Scott J. scottinoakland at gmail.com
Sun Dec 14 16:39:27 MST 2014


Leninists believe that there needs to be a revolutionary workers’
organization in order for the working class to challenge the capitalist
system. Realizing that it is difficult to build a revolutionary workers’
organization, Leninists have often built an intermediate form instead,
recruiting and convincing individuals to the idea of building such an
organization in the future. The disparity between recruiting people to
ideas and building working class power is rarely acknowledged beyond the
belief that they will get to it eventually.

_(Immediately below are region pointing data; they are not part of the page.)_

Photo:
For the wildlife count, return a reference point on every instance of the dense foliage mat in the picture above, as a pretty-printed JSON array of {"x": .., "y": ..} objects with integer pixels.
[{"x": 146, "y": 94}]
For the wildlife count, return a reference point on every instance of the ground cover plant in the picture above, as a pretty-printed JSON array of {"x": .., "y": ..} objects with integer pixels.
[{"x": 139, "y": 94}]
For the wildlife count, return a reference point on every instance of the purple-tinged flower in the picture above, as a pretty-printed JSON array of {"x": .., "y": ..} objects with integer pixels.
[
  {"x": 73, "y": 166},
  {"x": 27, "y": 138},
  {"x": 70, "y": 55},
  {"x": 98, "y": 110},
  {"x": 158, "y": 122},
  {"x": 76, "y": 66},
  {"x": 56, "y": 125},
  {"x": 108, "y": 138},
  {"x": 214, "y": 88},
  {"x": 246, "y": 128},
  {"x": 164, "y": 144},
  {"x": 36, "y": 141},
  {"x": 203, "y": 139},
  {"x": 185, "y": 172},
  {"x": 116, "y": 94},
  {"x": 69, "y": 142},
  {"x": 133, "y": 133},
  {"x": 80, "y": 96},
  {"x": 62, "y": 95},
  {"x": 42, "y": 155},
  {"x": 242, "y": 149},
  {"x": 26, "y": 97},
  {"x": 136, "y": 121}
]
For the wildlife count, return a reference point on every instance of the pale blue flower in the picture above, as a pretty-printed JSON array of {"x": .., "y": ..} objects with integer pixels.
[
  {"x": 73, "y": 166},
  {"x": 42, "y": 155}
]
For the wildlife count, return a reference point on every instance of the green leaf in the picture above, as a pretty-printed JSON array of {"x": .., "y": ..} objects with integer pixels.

The fundamental flaw of the Leninist Model, as we will call it, is this
notion that a revolutionary workers’ organization, or the precursor to it,
can be recruited into existence. On the contrary, such an organization can
only be built as a product of struggle, and yet Leninists have sought to
recruit people to Marxist ideas even in the absence of struggle. The idea
that a revolutionary cadre can be built by recruiting people, more often
than not middle-class, rarely with any material stake in the success of the
organization or the struggles they are involved in, is an idealist and
moralistic conception that is completely contrary to any understanding of
Marxist theory or even to the writings and experience of Lenin himself.
Leninists assume, nonetheless, that because they believe this effort is at
the service of class struggle that it will all work out fine, as though
their organization is exempt from the forces that affect all other
institutions in capitalist society.

This article will attempt to provide the beginnings of a materialist
analysis of how Leninists have sought to build revolutionary workers’
organizations but have more often built bureaucratic sects instead. The
problem is not just that it is quite hard to build the former but also that
it is quite a bit easier to build the latter. Sectarian behavior is
“normal” and “natural” and Leninists have usually formalized their
sectarianism with bureaucratic rules and norms rather than built structures
to counteract it. This article will also attempt to bring in some
theoretical tools from outside of Marxism, particularly from the sociology
of organizations and social psychology, which should help enlighten rather
than negate the Marxist method.

We will focus on the Leninist Model, specifically the one subscribed to by
the British Socialist Workers Party (SWP) for the last few decades. That
is, an organization which focuses on recruitment to a very specific set of
Marxist ideas; which subscribes to a particular form of democratic
centralism in which the leadership debates their views in secret and then
present a united front to the membership, who then debate their views in
secret and present a united front to the world at large; which places a
high priority on recruitment to the organization itself; but which
nonetheless engages in social movements including protests and strikes in
order to recruit people to this project.

There are problems with the rules of democratic centralism, but the problem
lies not in the rules themselves. Rather, the rules merely legitimize the
organizational behavior that flows inherently from the Leninist Model. The
rules and norms are merely symptoms. What needs to change are the
fundamental organizational methods which have distorted the behavior of
Leninists without them even realizing it.